Financial Inclusion
Landscape of Financial Inclusion in Tanzania

Tanzania has recently witnessed a remarkable transformation in the financial sector, leveraging the rapid growth of the adoption of technologies in developing and distributing financial services and products. Despite these developments, the adult population's access to and usage of formal financial services remains unevenly distributed across the country.

To address this challenge, Tanzania embarked on a national collaborative approach between the public and private sector in advancing policies and innovative financial solutions that expand outreach to unserved and underserved communities in the country. Implementing these efforts, among others, helped increase access to and usage of formal financial services in Tanzania. According to the Fin-Scope Survey 2023 results, the level of access and use of formal financial services increased to 89% and 76% in 2023 from 86% and 65% in 2017, respectively. However, despite the success, the level of exclusion remains high for population segments such as rural residents, smallholder farmers, youth, and women.

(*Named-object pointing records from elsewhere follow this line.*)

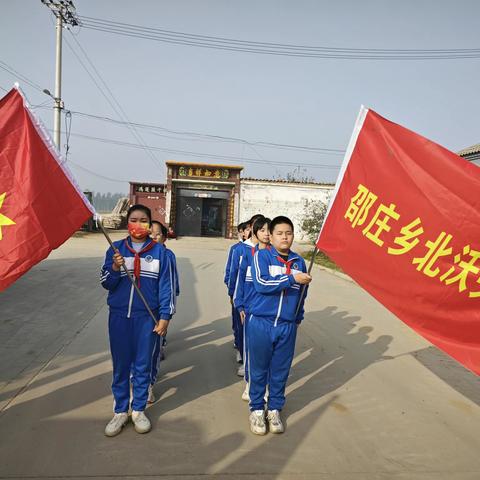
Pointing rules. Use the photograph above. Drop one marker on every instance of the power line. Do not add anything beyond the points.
(190, 153)
(272, 48)
(203, 136)
(111, 100)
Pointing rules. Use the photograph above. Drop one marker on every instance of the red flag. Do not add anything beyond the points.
(41, 206)
(404, 222)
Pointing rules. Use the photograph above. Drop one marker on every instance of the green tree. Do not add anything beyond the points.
(314, 212)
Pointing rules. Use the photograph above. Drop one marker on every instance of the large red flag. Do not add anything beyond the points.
(404, 222)
(41, 205)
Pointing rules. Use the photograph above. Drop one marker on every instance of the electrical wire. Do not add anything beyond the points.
(18, 75)
(68, 130)
(272, 48)
(91, 172)
(110, 99)
(194, 136)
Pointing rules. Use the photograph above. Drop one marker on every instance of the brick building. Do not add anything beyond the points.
(209, 200)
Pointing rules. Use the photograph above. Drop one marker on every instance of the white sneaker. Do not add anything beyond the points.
(275, 424)
(245, 394)
(151, 396)
(115, 425)
(257, 422)
(141, 422)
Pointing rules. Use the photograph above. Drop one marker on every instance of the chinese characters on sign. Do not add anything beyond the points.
(150, 188)
(374, 218)
(220, 173)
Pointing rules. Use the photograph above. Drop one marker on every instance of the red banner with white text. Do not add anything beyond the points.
(41, 205)
(404, 223)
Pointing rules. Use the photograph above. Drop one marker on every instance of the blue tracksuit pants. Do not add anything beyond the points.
(132, 341)
(271, 348)
(237, 330)
(157, 350)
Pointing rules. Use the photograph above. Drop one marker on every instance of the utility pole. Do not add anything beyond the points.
(65, 13)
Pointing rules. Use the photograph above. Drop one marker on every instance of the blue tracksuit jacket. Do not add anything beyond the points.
(276, 294)
(272, 326)
(228, 265)
(160, 295)
(245, 290)
(173, 261)
(158, 341)
(237, 256)
(130, 327)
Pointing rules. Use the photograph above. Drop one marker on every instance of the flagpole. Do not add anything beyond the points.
(304, 287)
(125, 269)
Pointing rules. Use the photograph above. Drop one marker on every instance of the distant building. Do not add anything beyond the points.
(471, 153)
(209, 200)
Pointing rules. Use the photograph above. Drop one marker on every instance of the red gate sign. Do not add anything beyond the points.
(41, 205)
(404, 222)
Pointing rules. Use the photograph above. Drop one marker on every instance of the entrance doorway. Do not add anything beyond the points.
(201, 212)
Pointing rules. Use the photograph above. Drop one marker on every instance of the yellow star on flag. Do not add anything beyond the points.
(4, 221)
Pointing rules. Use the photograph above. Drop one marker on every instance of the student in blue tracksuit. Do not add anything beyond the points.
(241, 238)
(245, 290)
(131, 329)
(277, 274)
(237, 256)
(160, 234)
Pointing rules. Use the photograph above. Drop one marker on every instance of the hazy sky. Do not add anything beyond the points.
(259, 98)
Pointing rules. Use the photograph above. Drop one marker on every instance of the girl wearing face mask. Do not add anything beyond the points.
(131, 329)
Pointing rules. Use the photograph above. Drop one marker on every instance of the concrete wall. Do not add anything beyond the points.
(278, 198)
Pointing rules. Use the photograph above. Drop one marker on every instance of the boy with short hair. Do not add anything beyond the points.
(237, 256)
(244, 290)
(132, 331)
(228, 266)
(277, 274)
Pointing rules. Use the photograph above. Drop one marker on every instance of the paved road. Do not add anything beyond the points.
(367, 398)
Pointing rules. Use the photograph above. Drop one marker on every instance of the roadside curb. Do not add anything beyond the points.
(341, 275)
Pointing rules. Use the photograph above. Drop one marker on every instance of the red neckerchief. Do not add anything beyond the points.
(287, 263)
(136, 261)
(253, 249)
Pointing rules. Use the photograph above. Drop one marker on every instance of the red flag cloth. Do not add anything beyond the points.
(404, 222)
(40, 204)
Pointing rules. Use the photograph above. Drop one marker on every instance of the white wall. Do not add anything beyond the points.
(273, 199)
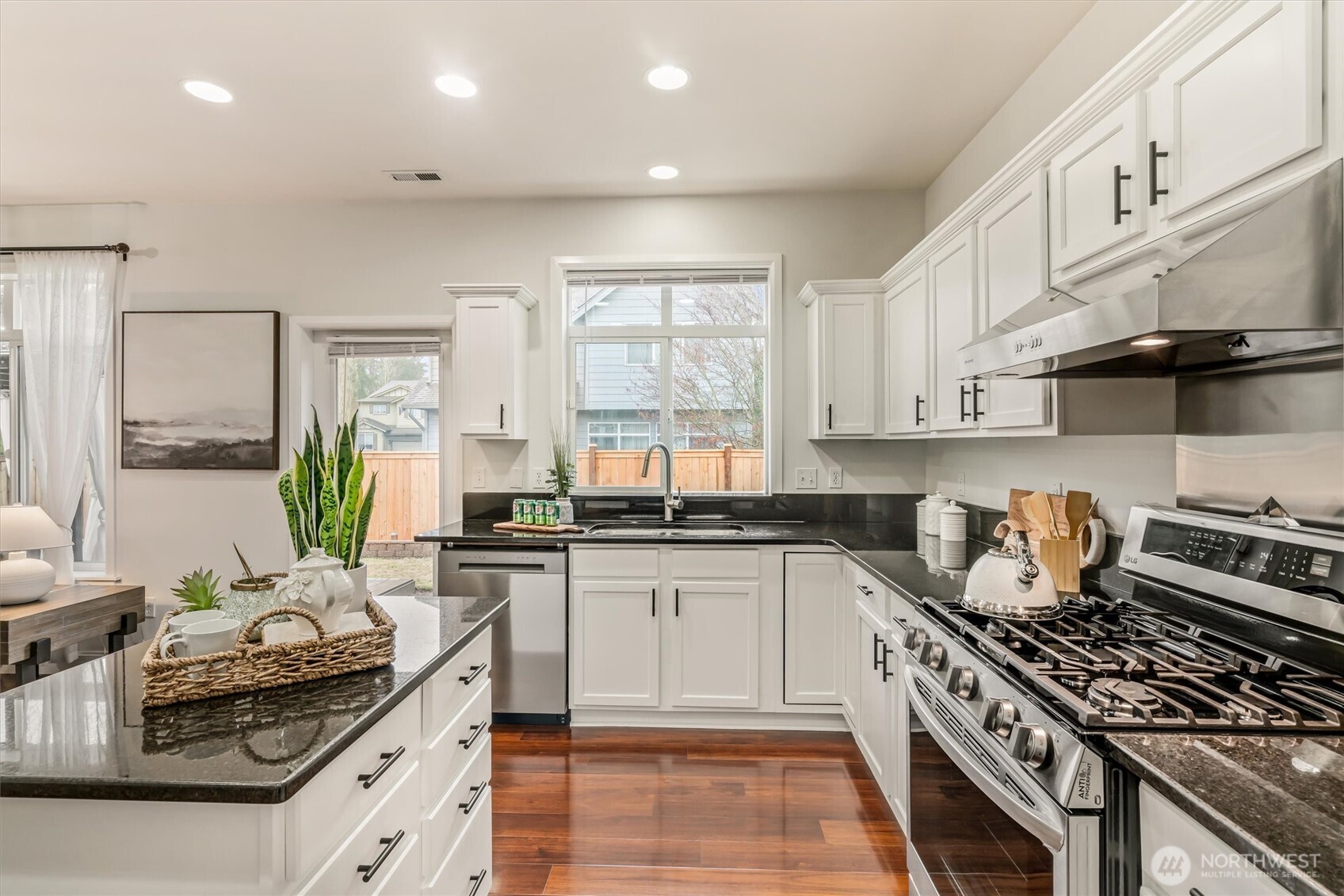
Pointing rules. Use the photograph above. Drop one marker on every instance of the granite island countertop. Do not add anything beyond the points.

Strategies of Financial Inclusion in Tanzania

To continue addressing financial inclusion challenges in the country, the National Council for financial inclusion through its Secretariat prepares a 5-year National Financial Inclusion Framework (NFIF). The Framework provides a strategic roadmap toward financial inclusion targets through a Public and Private sector partnership approach. The First Framework was from 2013-2017, while the second framework ran from 2018-2022. The third framework runs from 2023 to 2028 (Hyperlink).

The implementation of the frameworks augments the national goals for inclusive economy stipulated in the Tanzania Development Vision 2025, Zanzibar Development Vision 2050, and Financial Sector Development Master Plan 2020/21-2029/30.

Financial Inclusion Data
The financial inclusion data is compiled based on a core set used for measuring the progress of financial inclusion as provided in the National Financial Inclusion Frameworks. The data is derived from supply-side (from financial sector regulators) and demand-side surveys.